Illinois had a 6.5% CAGR for the taxpayer burden from 2009 to 2021. It’s not getting better. At all.
This is not true for all states.
Graphing the states with the highest taxpayer surplus
Let’s see the trajectories of the top ten states:
This graph is only missing Minnesota in the group of 11 states that had taxpayer surpluses for the 2021 report.
I actually don’t like the look of Alaska, North Dakota, and Wyoming. Those surpluses are too high … I could say “Give it back!” re: the taxpayers, but I assume most of these asset values come from the value of natural resources, not from overtaxing their residents. These are low population states, very dependent on natural resources, and so will be very sensitive to changing population levels and changing energy prices.
But the other states in the list show far more modest improvements, and 6 of them dug themselves out of taxpayer deficits from 2009. So good for them!
Choices have consequences
This may be the age of bailouts, so there may be more federal money being shoved at states in the future.
But, as I’ve pointed out many times before, there are many public finance crunches hitting at the same time, all being driven by the same thing: slow demographic growth with an aging population. Even with deaths from COVID, we’re seeing the end of the Social Security Trust Fund in sight.

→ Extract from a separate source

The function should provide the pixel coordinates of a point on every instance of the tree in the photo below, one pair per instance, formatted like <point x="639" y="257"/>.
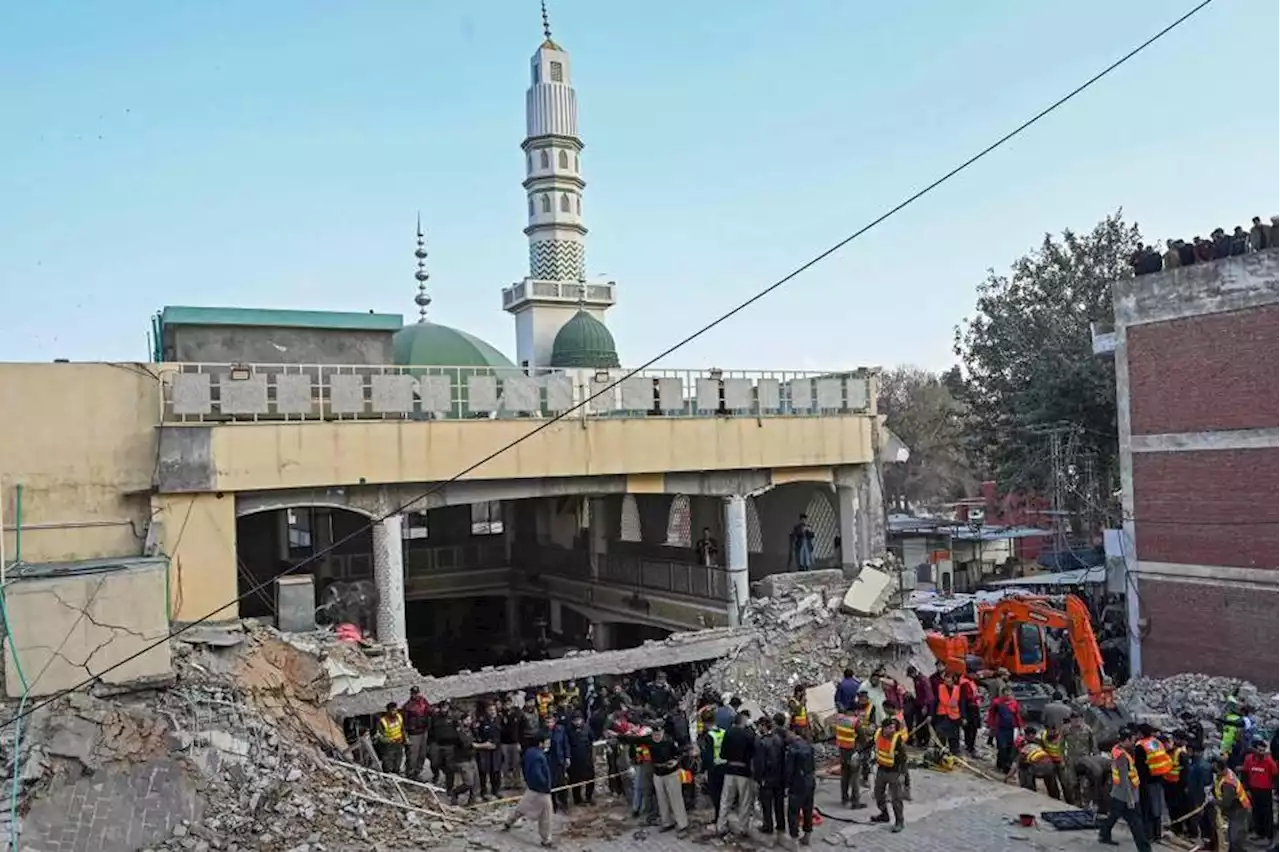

(It’s going to take a much bigger pandemic to “solve” the problem.)
The state indebtedness reflects decades of promises made, with a lack of pre-paying for those promises.
As can be seen from the long-term evolution of the state positions, some states made the decision to fill their holes, and other states decided to dig deeper. (There’s got to be a pony in there, somewhere!)
None of this is “bad luck” or chance. All of this was easily foreseen.
Maybe we will see a slight improvement for some of the states next year, as they absorb that $195 billion from the federal government, but as we can see above, some will just use it as an excuse to spend more and not pay down debt more.
That’s the easiest prediction I have ever made.